One of the most abhorred outcomes of bad mitosis is cancer(link). Faulty copies or improper distribution of chromosomes during mitosis can induce genetic errors, which can cause mutations in daughter cells. Some mutations are silent (they don’t have an impact on the sequence’s role) but those that alter amino acid synthesis (called missense mutations) often have an impact on the cell’s workings. Over time, enough such mutations can add up, disrupting the cell’s normal activity, leading to the formation of tumors. Cancer occurs when mutated tumor cells override their natural limits and checks on mitosis, starting to reproduce uncontrollably.

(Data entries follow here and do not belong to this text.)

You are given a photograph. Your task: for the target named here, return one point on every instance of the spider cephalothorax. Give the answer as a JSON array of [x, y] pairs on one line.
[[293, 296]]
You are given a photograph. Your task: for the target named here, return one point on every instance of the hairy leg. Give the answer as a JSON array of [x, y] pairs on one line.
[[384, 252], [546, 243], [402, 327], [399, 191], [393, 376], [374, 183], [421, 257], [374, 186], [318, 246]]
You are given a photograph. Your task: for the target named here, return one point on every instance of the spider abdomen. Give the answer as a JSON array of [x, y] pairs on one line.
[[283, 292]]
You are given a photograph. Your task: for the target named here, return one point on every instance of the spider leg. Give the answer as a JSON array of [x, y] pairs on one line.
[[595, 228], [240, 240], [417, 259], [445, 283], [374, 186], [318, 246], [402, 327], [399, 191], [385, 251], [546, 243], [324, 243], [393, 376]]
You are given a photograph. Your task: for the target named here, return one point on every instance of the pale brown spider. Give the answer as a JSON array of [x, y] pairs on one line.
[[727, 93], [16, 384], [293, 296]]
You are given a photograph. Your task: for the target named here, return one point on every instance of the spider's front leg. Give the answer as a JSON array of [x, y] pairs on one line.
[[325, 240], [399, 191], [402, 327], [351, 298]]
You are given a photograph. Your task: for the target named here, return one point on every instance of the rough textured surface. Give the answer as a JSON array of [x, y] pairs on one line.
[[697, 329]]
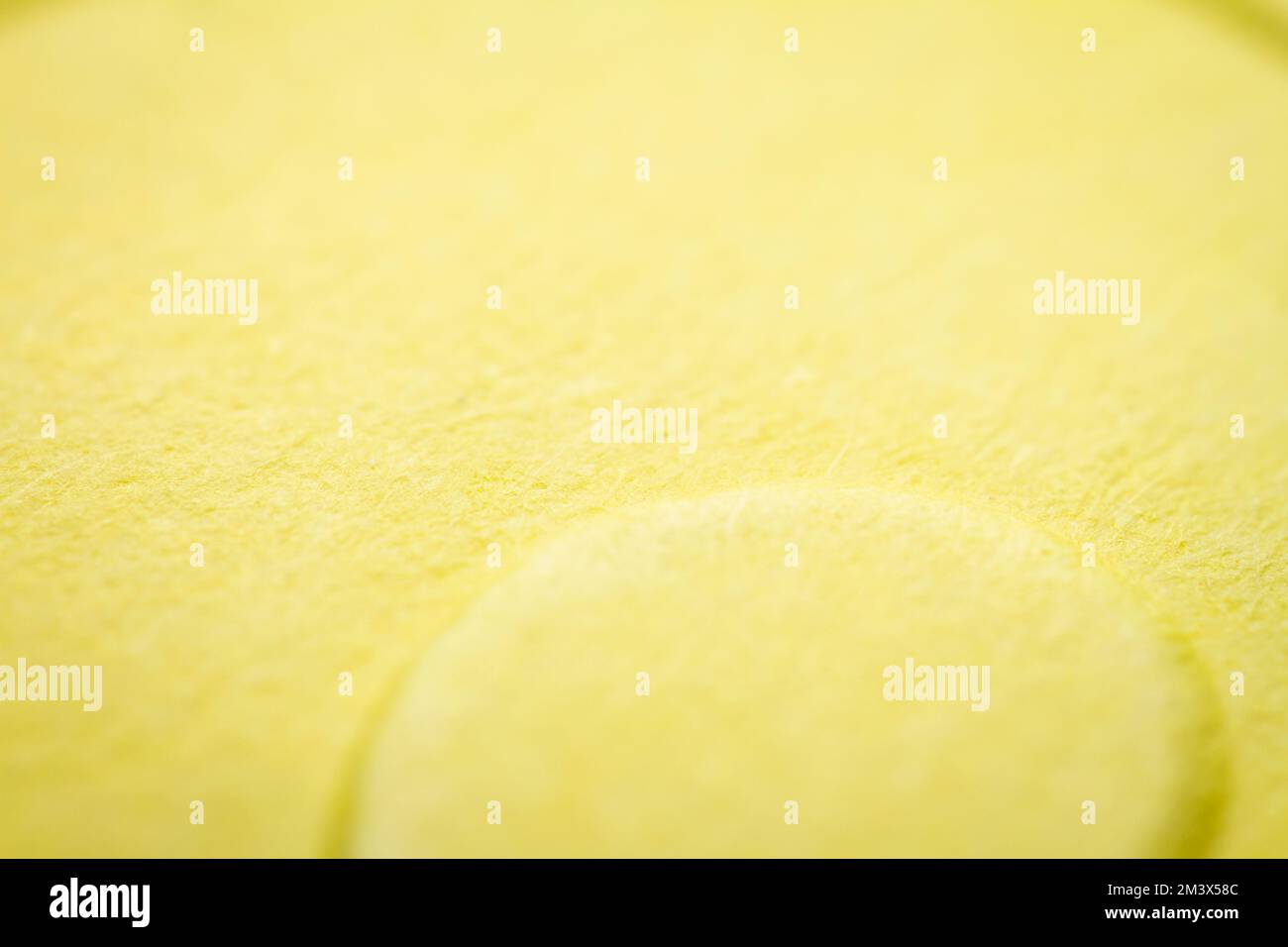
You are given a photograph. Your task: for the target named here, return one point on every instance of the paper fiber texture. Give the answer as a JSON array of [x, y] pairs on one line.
[[643, 429]]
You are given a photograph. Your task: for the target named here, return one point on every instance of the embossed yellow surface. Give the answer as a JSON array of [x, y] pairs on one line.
[[816, 428]]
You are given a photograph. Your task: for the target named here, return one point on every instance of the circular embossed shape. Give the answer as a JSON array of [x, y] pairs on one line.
[[768, 685]]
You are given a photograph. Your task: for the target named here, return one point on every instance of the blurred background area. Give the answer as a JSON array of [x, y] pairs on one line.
[[768, 169]]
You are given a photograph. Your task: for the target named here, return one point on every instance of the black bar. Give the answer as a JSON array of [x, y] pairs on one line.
[[331, 898]]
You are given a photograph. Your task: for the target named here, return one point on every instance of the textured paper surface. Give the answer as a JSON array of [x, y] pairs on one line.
[[471, 427]]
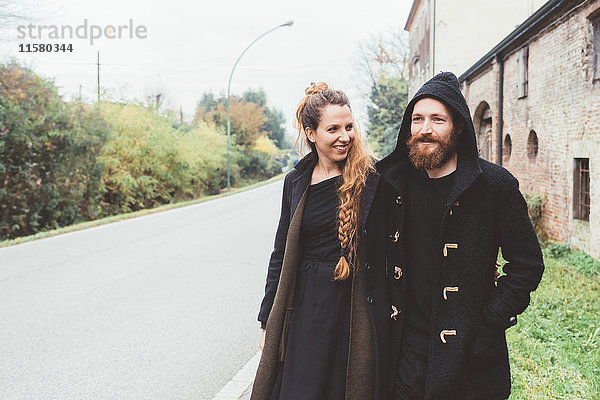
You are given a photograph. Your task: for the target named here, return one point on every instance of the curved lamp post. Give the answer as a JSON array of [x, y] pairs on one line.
[[289, 23]]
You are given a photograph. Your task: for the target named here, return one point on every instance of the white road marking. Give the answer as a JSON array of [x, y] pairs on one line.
[[241, 382]]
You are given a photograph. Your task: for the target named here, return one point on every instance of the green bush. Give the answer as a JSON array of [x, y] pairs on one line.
[[584, 262], [48, 171], [535, 205], [148, 162]]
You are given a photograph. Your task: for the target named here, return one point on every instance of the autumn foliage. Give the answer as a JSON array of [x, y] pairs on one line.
[[65, 162]]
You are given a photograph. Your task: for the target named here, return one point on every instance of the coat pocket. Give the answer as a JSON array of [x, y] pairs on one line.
[[286, 328], [489, 344]]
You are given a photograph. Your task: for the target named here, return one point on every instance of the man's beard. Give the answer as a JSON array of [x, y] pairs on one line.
[[423, 157]]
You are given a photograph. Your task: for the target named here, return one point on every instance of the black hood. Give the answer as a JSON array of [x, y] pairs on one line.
[[445, 88]]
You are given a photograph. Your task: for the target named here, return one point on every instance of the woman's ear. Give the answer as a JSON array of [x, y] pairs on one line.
[[310, 134]]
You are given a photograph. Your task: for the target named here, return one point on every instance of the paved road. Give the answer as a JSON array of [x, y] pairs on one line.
[[157, 307]]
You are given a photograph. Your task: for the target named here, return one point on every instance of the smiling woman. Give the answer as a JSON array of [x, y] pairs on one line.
[[312, 268]]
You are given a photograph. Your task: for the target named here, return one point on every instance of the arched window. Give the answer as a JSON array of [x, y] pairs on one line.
[[506, 148], [483, 117], [532, 146]]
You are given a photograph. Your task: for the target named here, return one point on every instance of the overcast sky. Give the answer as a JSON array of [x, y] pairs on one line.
[[191, 47]]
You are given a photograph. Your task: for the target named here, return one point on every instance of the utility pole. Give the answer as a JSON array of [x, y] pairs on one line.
[[98, 76]]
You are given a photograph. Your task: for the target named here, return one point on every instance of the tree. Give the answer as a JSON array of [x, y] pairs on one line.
[[382, 65], [49, 173]]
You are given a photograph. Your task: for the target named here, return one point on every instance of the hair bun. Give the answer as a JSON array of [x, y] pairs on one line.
[[316, 88]]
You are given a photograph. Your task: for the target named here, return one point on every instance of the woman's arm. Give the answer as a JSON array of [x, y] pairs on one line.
[[276, 260]]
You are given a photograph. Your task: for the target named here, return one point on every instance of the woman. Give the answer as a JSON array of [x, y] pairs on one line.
[[318, 340]]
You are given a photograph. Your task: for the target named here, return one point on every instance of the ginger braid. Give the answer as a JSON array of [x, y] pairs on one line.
[[358, 164]]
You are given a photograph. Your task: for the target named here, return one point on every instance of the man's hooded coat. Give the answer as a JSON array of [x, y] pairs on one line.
[[468, 356]]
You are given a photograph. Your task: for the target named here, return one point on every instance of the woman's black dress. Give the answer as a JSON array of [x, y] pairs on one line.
[[317, 348]]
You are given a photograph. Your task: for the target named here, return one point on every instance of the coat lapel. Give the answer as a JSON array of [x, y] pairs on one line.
[[367, 197]]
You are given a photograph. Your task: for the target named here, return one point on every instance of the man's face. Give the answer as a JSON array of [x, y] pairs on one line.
[[433, 138]]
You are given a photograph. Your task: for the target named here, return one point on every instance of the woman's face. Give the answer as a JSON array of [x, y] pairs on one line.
[[334, 135]]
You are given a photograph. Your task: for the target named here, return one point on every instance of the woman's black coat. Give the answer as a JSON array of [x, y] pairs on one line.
[[368, 363]]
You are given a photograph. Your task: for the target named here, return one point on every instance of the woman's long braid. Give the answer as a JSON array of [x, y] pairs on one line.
[[358, 164]]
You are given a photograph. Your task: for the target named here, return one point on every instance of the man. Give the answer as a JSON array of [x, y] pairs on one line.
[[453, 212]]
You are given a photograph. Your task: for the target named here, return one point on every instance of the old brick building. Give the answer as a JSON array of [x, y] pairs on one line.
[[450, 35], [535, 102]]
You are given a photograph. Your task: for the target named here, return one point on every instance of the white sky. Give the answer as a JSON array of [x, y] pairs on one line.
[[192, 46]]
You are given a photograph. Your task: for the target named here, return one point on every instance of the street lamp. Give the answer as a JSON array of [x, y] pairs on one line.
[[289, 23]]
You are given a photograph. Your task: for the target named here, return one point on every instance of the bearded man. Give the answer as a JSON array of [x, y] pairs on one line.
[[452, 213]]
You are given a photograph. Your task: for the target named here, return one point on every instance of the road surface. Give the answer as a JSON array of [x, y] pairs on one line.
[[162, 306]]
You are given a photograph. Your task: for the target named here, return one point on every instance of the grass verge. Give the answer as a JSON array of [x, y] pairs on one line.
[[120, 217], [555, 347]]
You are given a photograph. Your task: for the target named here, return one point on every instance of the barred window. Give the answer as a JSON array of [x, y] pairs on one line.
[[581, 189], [596, 46], [523, 61]]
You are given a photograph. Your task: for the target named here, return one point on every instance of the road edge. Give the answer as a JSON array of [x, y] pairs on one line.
[[239, 387]]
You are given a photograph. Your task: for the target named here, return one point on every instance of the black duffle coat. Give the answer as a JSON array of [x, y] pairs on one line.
[[468, 356], [368, 359]]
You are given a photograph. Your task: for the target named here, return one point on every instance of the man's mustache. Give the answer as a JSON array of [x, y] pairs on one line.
[[427, 137]]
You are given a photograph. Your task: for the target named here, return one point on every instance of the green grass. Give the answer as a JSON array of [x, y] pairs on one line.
[[120, 217], [555, 347]]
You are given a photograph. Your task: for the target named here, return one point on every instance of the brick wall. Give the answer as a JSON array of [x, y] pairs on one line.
[[563, 108]]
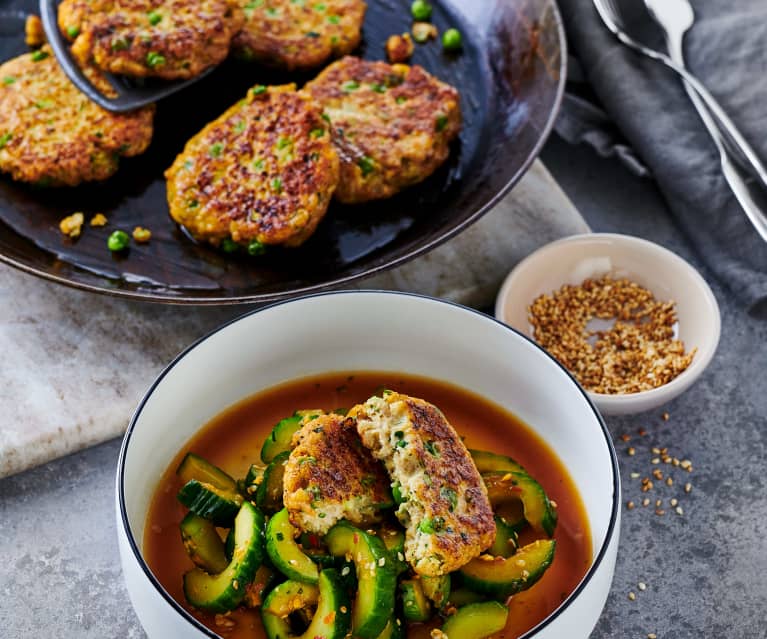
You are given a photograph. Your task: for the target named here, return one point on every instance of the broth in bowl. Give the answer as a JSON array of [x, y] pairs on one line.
[[233, 442]]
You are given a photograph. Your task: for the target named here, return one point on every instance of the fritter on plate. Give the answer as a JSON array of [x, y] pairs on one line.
[[299, 34], [445, 508], [264, 171], [173, 39], [331, 476], [51, 134], [392, 124]]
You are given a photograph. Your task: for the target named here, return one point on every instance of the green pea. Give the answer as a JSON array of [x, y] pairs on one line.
[[256, 248], [452, 40], [154, 59], [118, 241], [421, 10], [228, 245]]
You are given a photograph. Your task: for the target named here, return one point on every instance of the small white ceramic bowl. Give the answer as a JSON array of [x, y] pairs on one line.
[[366, 330], [574, 259]]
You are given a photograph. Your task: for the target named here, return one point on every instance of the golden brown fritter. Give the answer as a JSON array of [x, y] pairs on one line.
[[392, 124], [331, 476], [170, 39], [51, 134], [445, 509], [264, 171], [299, 34]]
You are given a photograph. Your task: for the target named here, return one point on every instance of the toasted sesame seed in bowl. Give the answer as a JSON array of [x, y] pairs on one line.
[[633, 322]]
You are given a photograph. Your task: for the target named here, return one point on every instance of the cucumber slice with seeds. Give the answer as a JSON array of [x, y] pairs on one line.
[[437, 589], [501, 577], [376, 577], [269, 492], [476, 621], [279, 440], [539, 512], [203, 544], [486, 462], [415, 605], [286, 555], [331, 619], [210, 502], [225, 591]]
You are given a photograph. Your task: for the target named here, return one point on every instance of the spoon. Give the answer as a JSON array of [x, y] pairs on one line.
[[130, 95]]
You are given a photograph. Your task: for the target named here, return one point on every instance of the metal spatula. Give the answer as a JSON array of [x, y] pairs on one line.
[[132, 93]]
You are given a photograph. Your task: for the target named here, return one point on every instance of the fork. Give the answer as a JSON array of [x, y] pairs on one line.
[[610, 15], [675, 17]]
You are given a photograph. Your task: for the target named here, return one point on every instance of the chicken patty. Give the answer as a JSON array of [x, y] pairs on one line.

Another way mitosis can go awry are chromosome abnormalities(link). In short, sometimes the chromosome pairs fail to attach to the spindle, and a daughter cell will end up with an extra or a missing chromosome after division (a condition known as aneuploidy). This error can have far-reaching effects on the body. For context, Down’s syndrome is caused by the presence of an extra chromosome in every cell — it arises from aneuploid sperm or eggs, so it’s a meiotic, not a mitotic error. Still, it illustrates what a body-wide difference of a single chromosome can do. Meiotic chromosomal abnormalities generally only affect one or a small number of cells, based on random mutation.
Cell mutations can also lead to mosaicism(link). This describes a condition in which some cells in the body have a mutant version of a gene, while others carry the normal version. In somatic cells (your body’s cells, bar your eggs or sperm) these mutations generally don’t even produce a noticeable effect. But, if the mutant gene is widespread enough, and is missense, it can have a major impact. Two examples of conditions linked to mosaicism are hemophilia, a blood-clotting disorder, and Marfan syndrome, which produces unusually long limbs.